Après ses déclinaisons sur Super Famicom, PC Engine CD-ROM² et Mega-CD, la saga 3x3 Eyes connaît une nouvelle adaptation sur PlayStation, dans un contexte ou Sony venait d'émerger en tantb qu'acteur phare du jeu vidéo. Intitulée 3x3 Eyes: Kyuusei Koushu. Sorti le 1er Avril 1995 et Développé par Nihon Create et édité par Yutaka, ce titre s’inscrit dans la continuité du manga culte de Yuzo Takada, tout en cherchant à exploiter le potentiel audiovisuel et interactif de la console de Sony, alors jeune mais déjà emblématique.
Une ambition narrative revue à la hausse
L’histoire reprend les grandes lignes du manga : Yakumo Fujii, jeune homme lié à la mystérieuse créature immortelle Pai, part en quête du secret de l’humanité perdue de cette dernière. Kyuusei Koushu ne se contente pas d’adapter quelques chapitres, il propose une interprétation étendue de plusieurs arcs narratifs, enrichis de dialogues inédits et de séquences d’exposition permettant de mieux cerner la psychologie des protagonistes.
Le jeu conserve l’approche d’un visual novel interactif, mais y insuffle un rythme plus fluide et immersif grâce à la puissance du support CD-ROM. Les scènes animées, bien que limitées, bénéficient d’une mise en scène plus maîtrisée : transitions douces, cadrages cinématographiques, doublages complets (y compris pour les dialogues secondaires) et une bande-son orchestrale, adaptée à chaque moment clé du récit.

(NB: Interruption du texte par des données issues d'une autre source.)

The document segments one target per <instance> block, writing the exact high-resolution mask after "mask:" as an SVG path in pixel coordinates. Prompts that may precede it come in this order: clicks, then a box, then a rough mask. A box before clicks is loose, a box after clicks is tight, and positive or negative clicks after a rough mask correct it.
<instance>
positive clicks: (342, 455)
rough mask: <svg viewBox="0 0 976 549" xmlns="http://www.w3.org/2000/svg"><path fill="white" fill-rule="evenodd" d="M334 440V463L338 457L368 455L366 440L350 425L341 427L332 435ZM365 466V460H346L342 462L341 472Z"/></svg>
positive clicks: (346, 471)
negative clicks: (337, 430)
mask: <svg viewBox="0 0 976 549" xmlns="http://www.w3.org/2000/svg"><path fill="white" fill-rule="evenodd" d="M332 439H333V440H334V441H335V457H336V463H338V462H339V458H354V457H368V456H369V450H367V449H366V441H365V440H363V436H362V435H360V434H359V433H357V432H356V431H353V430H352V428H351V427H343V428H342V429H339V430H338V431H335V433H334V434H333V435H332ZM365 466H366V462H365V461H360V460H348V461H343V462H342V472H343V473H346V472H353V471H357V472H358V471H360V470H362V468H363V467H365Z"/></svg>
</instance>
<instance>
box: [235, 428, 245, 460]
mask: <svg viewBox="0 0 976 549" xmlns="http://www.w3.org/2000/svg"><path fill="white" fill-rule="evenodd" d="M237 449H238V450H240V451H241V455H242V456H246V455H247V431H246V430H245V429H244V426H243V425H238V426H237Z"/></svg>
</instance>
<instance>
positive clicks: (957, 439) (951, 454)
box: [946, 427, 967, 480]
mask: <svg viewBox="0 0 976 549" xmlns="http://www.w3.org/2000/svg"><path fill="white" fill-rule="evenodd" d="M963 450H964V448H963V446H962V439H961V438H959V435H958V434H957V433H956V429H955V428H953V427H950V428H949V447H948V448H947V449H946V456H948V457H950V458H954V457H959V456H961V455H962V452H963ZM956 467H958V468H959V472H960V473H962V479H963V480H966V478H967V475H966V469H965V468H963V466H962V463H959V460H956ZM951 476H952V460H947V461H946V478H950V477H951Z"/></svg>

Une PlayStation exploitée pour la mise en scène
Techniquement, 3x3 Eyes: Kyuusei Koushu ne cherche pas la démonstration graphique mais plutôt la propreté visuelle et la cohérence esthétique. Les personnages sont rendus avec un trait fidèle au manga, tandis que les décors fixes, peints à la main, profitent d’une résolution plus élevée que sur les versions précédentes. Les couleurs y sont plus subtiles, et le contraste entre ombre et lumière accentue l’atmosphère à la fois mystique et mélancolique du récit.
Là où la version Super Famicom se contentait de textes illustrés, et où la version Mega-CD s’appuyait sur des séquences audio de qualité variable, la version PlayStation offre une fusion réussie entre narration et sonorité. Le doublage intégral par les acteurs originaux de l’anime renforce considérablement l’immersion, et la bande-son, signée par un petit collectif interne, évoque à la fois l’orientalisme et la tragédie fantastique propre à la série.
Un gameplay discret mais présent
Comme souvent dans les adaptations de mangas à cette époque, l’interactivité demeure limitée : le joueur progresse en choisissant parmi des options de dialogue ou d’action qui influencent légèrement la direction des événements. Cependant, Kyuusei Koushu introduit une légère dimension d’exploration : le joueur peut visiter certains environnements, interagir avec des objets, et accéder à des scènes secondaires cachées. Ce système, bien que modeste, confère au jeu une impression d’aventure plus ouverte que ses prédécesseurs.
Une œuvre de transition entre l’ère 16-bit et la génération CD-ROM narrative
Ce qui distingue le plus 3x3 Eyes: Kyuusei Koushu, c’est son ton mature et introspectif. L’accent est mis sur la dualité entre immortalité et humanité, sur la solitude des personnages, et sur la tension entre amour et devoir. L’écriture, plus fluide que dans les versions antérieures, révèle une ambition littéraire rare dans le jeu japonais du milieu des années 1990.
L’ensemble se présente donc comme une œuvre de transition : moins rigide que les visual novels 16-bit, mais encore marquée par leur linéarité. Elle annonce déjà la montée en puissance des aventures interactives que Sony encouragera tout au long de la génération PlayStation, jusqu’à des titres comme Tokimeki Memorial ou Yarudora Series.
Verdict
Sans révolutionner le genre, 3x3 Eyes: Kyuusei Koushu se distingue par son respect profond du matériau d’origine, son équilibre narratif, et sa réalisation soignée. Il s’adresse avant tout aux amateurs du manga ou de la série animée, mais demeure une expérience intéressante pour quiconque s’intéresse à l’évolution du récit interactif japonais.
C’est un jeu contemplatif, presque littéraire, où le plaisir réside dans la beauté de l’univers et la mélancolie de son récit. En ce sens, il marque la véritable maturité vidéoludique de l’univers 3x3 Eyes, scellant la transition entre adaptation fidèle et réinterprétation artistique.
Note finale : 16/20
Un très bon visual novel d’époque, à la mise en scène soignée et à l’écriture solide, légèrement pénalisé par une interactivité limitée mais compensé par une atmosphère envoûtante et une direction artistique d’une rare élégance.